I wasn’t going to go on my very first date and with someone I was really keen on looking like that! So, I told a couple of minor white lies about why I wasn’t immediately available, giving time for more touching emails to be exchanged. But we did set up a date, and I was really looking forward to it and dreading it at the same time because by now, the lurve/lust thing had started kicking in. Bike or no bike. Every day I moisturised and ate nothing but lettuce so that I’d look drop dead gorgeous when the time came. Sad, isn’t it? A woman of my age. I shudder.

I’d let myself get carried away by the fantasy of it all. Oh, and another thing – since I’d said on my profile that I enjoyed writing a bit, he sent me a few of his poems and a short story to look at. He’d won some prize for one of the poems; it was good, very good, and I was moved by it.

The story, however… It began well: charming, lyrical (you’d expect that from a poet, eh?), a few sections of super imagery; and then it developed into something entirely different. Erotic. Actually, no, not erotic, more like porn. In fairness, he did say he’d done it for a laugh, for fun, and hadn’t intended it for publication. (Good job really…)  He just wanted to see if he could write in that way. Follower, I am here to tell you he couldn’t. Can anybody? I won’t quote it verbatim because, you never know, there might be someone out there who publishes this stuff, and I might be done for infringing copyright one day.

Quoi qu’il en soit, here’s a modified example.

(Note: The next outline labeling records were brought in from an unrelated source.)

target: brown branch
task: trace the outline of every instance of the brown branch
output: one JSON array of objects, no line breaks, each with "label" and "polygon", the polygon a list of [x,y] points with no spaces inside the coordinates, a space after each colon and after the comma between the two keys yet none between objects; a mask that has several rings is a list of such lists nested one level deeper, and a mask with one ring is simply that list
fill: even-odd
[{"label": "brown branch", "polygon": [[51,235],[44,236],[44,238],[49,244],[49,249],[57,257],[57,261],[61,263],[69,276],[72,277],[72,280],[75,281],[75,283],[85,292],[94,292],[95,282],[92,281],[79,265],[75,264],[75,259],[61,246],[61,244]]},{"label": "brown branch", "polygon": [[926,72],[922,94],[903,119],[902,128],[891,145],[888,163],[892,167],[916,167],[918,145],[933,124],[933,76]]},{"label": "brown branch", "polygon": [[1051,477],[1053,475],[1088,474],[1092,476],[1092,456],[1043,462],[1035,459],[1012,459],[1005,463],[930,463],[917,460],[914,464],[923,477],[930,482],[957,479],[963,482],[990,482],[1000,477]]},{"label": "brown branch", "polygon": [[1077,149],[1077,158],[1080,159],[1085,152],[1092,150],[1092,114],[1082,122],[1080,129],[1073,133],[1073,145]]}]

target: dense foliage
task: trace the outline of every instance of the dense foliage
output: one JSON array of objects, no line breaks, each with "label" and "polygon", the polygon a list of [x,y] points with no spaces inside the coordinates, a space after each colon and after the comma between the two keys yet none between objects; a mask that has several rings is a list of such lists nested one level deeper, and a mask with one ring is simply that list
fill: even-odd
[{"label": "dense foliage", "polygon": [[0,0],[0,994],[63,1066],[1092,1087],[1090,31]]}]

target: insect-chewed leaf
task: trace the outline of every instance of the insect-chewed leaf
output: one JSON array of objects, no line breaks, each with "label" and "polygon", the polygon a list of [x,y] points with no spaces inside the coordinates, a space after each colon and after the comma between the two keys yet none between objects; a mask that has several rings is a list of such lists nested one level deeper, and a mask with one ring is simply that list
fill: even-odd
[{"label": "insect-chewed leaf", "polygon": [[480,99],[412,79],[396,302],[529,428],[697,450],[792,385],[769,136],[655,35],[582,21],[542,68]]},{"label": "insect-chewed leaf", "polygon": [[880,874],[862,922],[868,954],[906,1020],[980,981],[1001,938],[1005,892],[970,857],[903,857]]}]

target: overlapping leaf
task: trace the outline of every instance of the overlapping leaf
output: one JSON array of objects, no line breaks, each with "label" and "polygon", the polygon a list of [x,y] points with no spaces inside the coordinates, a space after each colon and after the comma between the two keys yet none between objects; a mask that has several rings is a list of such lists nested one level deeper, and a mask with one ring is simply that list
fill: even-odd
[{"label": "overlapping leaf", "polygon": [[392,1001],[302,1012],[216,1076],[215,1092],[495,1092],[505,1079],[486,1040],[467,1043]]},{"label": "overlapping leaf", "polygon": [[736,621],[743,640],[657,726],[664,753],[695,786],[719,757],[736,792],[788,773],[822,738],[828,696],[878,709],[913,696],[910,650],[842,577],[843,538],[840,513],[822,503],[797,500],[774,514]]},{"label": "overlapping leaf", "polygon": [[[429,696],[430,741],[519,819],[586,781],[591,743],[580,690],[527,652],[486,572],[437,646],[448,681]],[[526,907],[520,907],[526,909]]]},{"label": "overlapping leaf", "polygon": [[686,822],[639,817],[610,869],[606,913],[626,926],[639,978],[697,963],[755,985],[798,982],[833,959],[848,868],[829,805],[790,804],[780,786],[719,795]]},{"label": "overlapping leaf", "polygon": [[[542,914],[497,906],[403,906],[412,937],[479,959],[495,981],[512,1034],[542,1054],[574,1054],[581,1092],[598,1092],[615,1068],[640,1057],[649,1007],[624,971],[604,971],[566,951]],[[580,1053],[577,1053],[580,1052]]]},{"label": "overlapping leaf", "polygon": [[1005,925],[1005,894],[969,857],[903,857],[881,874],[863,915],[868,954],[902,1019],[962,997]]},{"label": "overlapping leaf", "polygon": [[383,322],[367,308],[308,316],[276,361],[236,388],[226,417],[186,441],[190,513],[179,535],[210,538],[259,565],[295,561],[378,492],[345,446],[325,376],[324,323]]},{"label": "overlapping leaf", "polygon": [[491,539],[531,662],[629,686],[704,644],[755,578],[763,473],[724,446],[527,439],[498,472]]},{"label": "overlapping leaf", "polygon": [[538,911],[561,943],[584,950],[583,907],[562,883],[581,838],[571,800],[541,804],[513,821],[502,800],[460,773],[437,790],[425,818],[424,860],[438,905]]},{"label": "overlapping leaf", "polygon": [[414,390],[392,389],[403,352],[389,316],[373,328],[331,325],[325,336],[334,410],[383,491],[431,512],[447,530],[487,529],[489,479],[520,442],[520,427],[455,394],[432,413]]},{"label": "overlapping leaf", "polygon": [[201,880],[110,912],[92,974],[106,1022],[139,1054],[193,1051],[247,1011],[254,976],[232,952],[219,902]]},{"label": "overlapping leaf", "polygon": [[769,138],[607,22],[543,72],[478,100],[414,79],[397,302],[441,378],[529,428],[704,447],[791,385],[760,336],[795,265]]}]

“He put his hands beneath her thin, blue woollen jumper and circled her nipples (Did he have a felt tip then?); they rose to the occasion. (Please be upstanding for the Queen. I had a vision of the National Anthem being played!) She reached for his manhood, now bulging against the tight leather of his trousers. As he unclasped her bra, his mouth searched for her eager buds.” (Oh, per-leeeease! Me! Me! Come and get me! I'm first!) 

It gets worse.

“He smelt the gentle fragrance of perfume blended with the sensual aroma of woman. (That'll be Domestos and chip fat, I imagine.) His hands cupped her cheeks over the sheer black silk and he pulled her wet womanhood towards his tongue and licked her sweet tempting body, waiting until her juices flowed into his mouth.” (For goodness sake! What is this? The Angel flipping Falls?) 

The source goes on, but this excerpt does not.